Thumbing his or her nose at a Draconian tidiness initiative announced earlier today at Paramount, a Defamer operative sends along this memo declaring March Clean Up Your Fucking Mess, What, Were You Born In A Barn Or Something? Month over on the Melrose lot:

Subject: Office Clean-up From: XXXXXXX To: XXXXXXX

Dear All,

It is time for some spring cleaning. Although we understand there is limited storage space, it is very important that we create a professional and business like environment for our employees and outside guests. During the month of March, we ask that you do some serious cleaning. The stacks of boxes, disheveled papers and miscellaneous clutter should be placed into file cabinets, sent to storage and/or discarded.
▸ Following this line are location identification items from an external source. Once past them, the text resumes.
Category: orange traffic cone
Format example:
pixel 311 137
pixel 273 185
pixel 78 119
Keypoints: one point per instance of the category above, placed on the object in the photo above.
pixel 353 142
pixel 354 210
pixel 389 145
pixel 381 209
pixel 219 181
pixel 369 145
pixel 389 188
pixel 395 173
Please check with your department head before you trash any company materials or property.

If you need assistance storing away files, please contact the Records Center at XXXX and they can provide you with the necessary labels and instructions for storing file boxes. If you need additional boxes, you can order standard banker's boxes directly from Office Max. Once the boxes are ready to go, the Records Center will pick them up and send to Iron Mountain.

Our goal is to have the office clean-up no later than March 31.

Thank you for your cooperation with this effort,

XXXXXXXX

The consequences of noncompliance are never discussed, but at a place that may never fully recover from a paralyzing fear of layoffs, the terms "clean-up" and "spring cleaning" can't help but feel a little ominous. Come the first of April, there could be widespread paranoia that fastidious studio emperor Brad Grey himself might suddenly materialize at a messy staffer's workspace, run a white-gloved hand through some overlooked dust hidden beneath an improperly stored file folder, then wordlessly signal security to escort the messy ex-employee off the lot.